Watneys has launched a new range of beers in celebration of the lighter side of life, balancing the serious craft credentials of the beers with the importance of sharing a pint and a joke with friends while enjoying the many different things that make us laugh.
Named Sarcasm, Slapstick, and Irony, the three-strong Headliners range launches in September and features a Citrus Pale Ale, Double IPA and Craft Lager in keg and can. The launch will be supported this autumn with a Pop-up Stand-up campaign, which will see surprise gigs in pubs and bars by some of the UK’s best up-and-coming comedy talent.
Nick Whitehurst, managing director of Brands Reunited, which returned the Watneys brand to the bar in 2016, says, “We love a good time down the pub with our mates, and we love craft beer – but beard oil and Birkenstocks is really not us. So we’ve created three premium beers for laid-back laughter lovers who want to enjoy the flavours of craft beer but don’t necessarily buy into the full-on hipster experience.
“There’s a real opportunity to bring a broader range of beer drinkers into the craft category by making it more accessible, so with our Headliners beers we’re celebrating all the funny things that make us laugh, and different styles of humour. We all know a sarcastic mate, an ironic uncle, or someone who is always playing the joker, who we enjoy spending time with.

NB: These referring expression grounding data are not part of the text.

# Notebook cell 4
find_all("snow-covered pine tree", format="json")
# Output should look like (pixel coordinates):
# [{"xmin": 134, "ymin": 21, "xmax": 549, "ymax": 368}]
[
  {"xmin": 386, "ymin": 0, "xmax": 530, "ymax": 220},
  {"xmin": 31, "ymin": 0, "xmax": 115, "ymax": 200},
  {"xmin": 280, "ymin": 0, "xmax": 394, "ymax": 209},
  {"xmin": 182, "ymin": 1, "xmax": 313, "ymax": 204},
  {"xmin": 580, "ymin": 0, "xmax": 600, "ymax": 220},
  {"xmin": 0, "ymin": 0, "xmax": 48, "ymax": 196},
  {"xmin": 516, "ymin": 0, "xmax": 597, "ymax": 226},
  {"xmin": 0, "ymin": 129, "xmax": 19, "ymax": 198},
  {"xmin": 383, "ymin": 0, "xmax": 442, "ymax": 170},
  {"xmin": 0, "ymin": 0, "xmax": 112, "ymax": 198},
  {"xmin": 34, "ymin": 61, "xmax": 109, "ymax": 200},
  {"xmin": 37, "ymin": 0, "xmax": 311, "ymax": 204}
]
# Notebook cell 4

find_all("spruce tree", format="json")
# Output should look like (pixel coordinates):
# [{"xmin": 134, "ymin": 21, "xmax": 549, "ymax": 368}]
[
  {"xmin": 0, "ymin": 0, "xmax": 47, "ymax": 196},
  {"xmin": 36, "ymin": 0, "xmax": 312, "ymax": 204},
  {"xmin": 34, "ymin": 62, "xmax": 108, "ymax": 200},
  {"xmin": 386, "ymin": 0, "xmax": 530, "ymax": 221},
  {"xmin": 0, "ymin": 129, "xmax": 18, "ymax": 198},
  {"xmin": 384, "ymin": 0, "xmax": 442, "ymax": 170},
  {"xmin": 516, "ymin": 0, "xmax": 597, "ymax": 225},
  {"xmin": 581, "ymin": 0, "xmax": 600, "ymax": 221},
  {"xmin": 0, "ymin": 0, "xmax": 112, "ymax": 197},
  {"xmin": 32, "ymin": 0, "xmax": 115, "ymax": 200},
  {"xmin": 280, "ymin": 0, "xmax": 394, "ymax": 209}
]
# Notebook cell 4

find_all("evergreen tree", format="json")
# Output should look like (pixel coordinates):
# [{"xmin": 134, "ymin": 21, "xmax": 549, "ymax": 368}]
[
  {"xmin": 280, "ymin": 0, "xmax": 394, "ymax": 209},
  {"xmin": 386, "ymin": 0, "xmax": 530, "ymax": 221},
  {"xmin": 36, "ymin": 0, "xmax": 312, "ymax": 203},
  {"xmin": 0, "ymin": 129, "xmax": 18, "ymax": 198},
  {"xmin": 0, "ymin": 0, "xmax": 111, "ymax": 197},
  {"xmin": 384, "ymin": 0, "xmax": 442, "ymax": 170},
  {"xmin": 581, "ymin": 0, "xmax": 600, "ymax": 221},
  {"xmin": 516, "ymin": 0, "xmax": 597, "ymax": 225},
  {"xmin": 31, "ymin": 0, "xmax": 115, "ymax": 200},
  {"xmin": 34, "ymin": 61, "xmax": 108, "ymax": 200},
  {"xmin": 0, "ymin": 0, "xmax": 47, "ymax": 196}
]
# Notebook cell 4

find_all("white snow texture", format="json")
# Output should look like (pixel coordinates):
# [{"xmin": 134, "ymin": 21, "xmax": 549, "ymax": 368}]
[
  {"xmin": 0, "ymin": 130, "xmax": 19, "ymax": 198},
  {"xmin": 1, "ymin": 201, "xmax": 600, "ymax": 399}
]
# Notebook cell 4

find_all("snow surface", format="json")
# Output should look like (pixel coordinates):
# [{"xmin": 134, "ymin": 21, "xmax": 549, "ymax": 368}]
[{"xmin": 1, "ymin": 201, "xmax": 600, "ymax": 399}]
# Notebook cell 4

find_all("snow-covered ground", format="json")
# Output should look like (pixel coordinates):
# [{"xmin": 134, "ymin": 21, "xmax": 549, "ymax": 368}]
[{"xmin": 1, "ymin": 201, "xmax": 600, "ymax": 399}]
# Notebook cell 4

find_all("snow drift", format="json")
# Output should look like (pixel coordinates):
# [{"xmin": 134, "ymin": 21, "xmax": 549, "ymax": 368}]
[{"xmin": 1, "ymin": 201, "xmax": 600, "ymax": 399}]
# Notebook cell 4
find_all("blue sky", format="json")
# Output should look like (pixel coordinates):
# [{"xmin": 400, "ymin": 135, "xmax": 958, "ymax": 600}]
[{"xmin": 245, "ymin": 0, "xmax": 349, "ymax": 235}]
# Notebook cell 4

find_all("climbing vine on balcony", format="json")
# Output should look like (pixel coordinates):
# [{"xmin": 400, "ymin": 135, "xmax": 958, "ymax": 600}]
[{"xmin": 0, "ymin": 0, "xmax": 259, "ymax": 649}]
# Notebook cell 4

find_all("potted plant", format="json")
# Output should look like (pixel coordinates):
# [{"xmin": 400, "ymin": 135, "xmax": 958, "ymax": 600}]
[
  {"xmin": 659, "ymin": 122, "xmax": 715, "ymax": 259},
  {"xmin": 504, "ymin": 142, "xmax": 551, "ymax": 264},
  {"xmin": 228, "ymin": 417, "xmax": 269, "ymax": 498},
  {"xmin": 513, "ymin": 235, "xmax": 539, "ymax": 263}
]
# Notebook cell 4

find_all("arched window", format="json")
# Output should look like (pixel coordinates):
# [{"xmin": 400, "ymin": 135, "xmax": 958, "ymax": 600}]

“Don’t get us wrong – these beers are great, but we know there’s much more to life. Drinkers appreciate a great beer as part of the experience of having a laugh and spending time with mates.”
The three Headliners beers are:
- Sarcasm Citrus Pale Ale 4.5% ABV
- Slapstick Double IPA 7.5% ABV
- Irony Craft Lager 4.6% ABV
The range will be available to pubs and bars in kegs and cans, with the cans also available to order online at www.watneys-beer.com. The cans will feature tasting notes which take a more tongue-in-cheek approach than many craft brewers. Watneys beers are brewed at Sambrook’s Brewery in Wandsworth, continuing the Watneys tradition of brewing in London dating back to 1837.